Sector News

Where Russia's Lukoil sees oil prices going

November 22, 2016
News

Russian oil company Lukoil said during a meeting of the board of directors its two-year budget starting in 2017 would be based on oil priced at $40 per barrel.

Lukoil’s board of directors met in Moscow to review trends in the global energy industry over the coming years. From the company’s perspective, conditions were appropriate to boost production from some of its core assets to plateau levels and increase activity in the exploration and production side of the energy sector.

Exploration and production, known also as the upstream sector, will account for 80 percent of the company’s total spending.

“The budget for 2017-19 is based on a conservative oil price assumption, in particular $40 per barrel of Brent is used for 2017, and envisages active development of company’s projects primarily in the upstream segment,” the company said in a statement.
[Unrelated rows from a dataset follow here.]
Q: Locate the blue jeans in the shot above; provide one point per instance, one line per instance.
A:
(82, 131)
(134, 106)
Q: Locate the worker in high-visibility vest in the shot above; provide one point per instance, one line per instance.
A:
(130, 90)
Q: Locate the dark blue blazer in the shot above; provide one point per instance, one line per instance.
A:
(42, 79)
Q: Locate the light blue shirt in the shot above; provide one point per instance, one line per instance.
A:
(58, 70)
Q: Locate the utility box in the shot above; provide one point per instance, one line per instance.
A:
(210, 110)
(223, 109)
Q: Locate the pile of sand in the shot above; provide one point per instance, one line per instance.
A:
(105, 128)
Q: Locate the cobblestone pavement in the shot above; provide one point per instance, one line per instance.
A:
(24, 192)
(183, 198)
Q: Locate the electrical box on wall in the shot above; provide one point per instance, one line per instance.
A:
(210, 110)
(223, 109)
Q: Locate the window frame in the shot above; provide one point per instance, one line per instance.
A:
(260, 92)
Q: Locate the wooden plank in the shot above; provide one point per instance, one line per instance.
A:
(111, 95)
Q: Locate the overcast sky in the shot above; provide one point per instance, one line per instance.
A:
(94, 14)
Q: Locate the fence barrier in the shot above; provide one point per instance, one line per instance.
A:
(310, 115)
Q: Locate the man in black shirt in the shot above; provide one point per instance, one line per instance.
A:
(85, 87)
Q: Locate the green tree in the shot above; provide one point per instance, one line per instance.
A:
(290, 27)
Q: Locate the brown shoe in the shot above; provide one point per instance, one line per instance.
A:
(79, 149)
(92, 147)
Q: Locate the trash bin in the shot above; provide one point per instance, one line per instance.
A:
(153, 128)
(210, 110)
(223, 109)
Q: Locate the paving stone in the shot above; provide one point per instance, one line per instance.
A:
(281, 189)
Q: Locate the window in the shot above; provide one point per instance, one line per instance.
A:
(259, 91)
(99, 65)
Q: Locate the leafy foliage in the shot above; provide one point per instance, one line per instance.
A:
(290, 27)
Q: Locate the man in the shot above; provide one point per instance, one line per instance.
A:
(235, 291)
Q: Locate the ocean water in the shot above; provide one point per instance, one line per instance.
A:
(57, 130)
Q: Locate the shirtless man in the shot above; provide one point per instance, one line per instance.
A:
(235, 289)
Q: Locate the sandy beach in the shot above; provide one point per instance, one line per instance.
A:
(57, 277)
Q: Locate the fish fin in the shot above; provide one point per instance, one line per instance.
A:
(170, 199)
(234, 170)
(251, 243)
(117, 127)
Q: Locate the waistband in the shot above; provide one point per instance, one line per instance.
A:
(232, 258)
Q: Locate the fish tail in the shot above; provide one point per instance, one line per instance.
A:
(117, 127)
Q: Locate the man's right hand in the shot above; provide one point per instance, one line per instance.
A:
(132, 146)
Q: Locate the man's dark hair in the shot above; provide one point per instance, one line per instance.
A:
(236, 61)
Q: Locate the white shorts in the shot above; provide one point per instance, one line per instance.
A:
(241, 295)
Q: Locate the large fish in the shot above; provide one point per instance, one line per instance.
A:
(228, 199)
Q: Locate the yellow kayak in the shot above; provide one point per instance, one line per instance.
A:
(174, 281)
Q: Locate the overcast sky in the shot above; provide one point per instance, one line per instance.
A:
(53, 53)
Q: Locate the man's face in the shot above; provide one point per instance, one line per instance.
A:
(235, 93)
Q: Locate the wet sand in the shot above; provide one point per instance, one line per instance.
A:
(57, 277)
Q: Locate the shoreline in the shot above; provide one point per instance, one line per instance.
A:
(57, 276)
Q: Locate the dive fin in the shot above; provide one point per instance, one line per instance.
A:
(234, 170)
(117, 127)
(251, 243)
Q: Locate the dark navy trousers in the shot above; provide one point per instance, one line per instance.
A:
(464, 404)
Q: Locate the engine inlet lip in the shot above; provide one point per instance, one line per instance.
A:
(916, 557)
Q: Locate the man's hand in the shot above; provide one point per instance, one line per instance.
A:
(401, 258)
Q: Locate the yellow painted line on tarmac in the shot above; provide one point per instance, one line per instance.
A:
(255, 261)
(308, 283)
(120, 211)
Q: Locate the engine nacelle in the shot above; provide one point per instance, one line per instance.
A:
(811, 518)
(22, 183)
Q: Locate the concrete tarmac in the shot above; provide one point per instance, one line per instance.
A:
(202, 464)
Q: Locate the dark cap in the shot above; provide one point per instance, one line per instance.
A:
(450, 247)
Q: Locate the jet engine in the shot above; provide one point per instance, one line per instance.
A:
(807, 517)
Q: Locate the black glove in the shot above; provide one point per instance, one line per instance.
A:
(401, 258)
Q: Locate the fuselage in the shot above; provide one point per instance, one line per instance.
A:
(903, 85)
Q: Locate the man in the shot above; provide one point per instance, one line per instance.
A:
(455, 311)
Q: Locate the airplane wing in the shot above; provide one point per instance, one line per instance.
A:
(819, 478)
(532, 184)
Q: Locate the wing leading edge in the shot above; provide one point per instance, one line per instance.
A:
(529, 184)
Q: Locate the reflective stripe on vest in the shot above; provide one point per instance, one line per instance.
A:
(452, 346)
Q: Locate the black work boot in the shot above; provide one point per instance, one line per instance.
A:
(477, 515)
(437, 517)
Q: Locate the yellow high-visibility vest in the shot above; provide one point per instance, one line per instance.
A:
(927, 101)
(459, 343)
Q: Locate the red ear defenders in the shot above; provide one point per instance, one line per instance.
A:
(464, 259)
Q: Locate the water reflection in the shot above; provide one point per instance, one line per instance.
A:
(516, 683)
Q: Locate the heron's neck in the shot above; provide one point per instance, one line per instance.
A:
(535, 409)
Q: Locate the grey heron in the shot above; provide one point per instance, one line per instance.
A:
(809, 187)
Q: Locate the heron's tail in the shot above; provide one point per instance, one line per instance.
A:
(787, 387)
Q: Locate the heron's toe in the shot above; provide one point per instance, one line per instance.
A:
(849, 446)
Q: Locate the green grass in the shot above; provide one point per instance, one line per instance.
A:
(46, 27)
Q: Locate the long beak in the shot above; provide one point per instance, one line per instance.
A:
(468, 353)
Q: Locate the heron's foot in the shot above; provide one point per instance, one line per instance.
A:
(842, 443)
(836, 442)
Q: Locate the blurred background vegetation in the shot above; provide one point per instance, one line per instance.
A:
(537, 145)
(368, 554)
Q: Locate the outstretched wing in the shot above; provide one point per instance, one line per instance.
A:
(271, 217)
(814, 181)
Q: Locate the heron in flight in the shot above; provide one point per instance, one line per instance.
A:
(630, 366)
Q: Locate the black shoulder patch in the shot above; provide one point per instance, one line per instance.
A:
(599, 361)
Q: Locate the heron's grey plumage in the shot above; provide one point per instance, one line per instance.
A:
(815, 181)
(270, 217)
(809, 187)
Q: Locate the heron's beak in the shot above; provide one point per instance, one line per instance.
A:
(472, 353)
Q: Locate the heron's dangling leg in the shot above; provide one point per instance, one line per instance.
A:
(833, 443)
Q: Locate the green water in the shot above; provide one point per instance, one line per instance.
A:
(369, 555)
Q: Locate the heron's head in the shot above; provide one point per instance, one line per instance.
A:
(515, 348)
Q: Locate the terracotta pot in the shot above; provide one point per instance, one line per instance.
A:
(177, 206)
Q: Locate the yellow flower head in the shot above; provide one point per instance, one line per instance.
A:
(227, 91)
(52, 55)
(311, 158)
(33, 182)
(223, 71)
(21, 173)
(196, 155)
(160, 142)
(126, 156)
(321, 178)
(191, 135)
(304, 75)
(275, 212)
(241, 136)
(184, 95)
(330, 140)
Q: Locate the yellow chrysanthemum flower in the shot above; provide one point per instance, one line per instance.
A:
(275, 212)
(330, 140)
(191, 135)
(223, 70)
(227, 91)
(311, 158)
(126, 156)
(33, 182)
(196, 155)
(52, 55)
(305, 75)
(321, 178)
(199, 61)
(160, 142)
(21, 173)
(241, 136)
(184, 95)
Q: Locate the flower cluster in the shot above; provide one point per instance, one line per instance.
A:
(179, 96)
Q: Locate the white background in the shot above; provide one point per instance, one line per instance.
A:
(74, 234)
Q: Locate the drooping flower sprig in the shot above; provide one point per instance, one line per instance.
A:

The price for Brent crude oil was just shy of $49 per barrel in early Tuesday trading. Oil prices have moved in volatile territory since September when members of the Organization of Petroleum Exporting Countries offered a production proposal to keep markets in check. Brent moved above $50 per barrel in the wake of that meeting, flirted with $40 per barrel as doubts lingered, and has since held in the upper $40-range as member states review their options ahead of a formal meeting next week.

The Central Bank of Russia said last week the probability of another drastic collapse in oil prices is low, though recovery won’t be substantially above current rates. Bank chief Elvira Nabiullina said she expected oil prices to hold around $40 per barrel for at least a few years.

Russia has offered fluid support for a proposal seen as hinging in part on participation from producers outside of OPEC. Writing in the Italian daily newspaper Corriere della Sera in October, Igor Sechin, the CEO of Russian oil company Rosneft, said OPEC members were waging a “price war” and Russian producers won’t be staying on the sidelines in the race for increased market shares.

Speaking from the sidelines of an economic summit in Peru this week, Russian President Vladimir Putin said there would be no problems for his country if it kept oil production stable.

Russia’s oil production is currently at or near post-Soviet highs.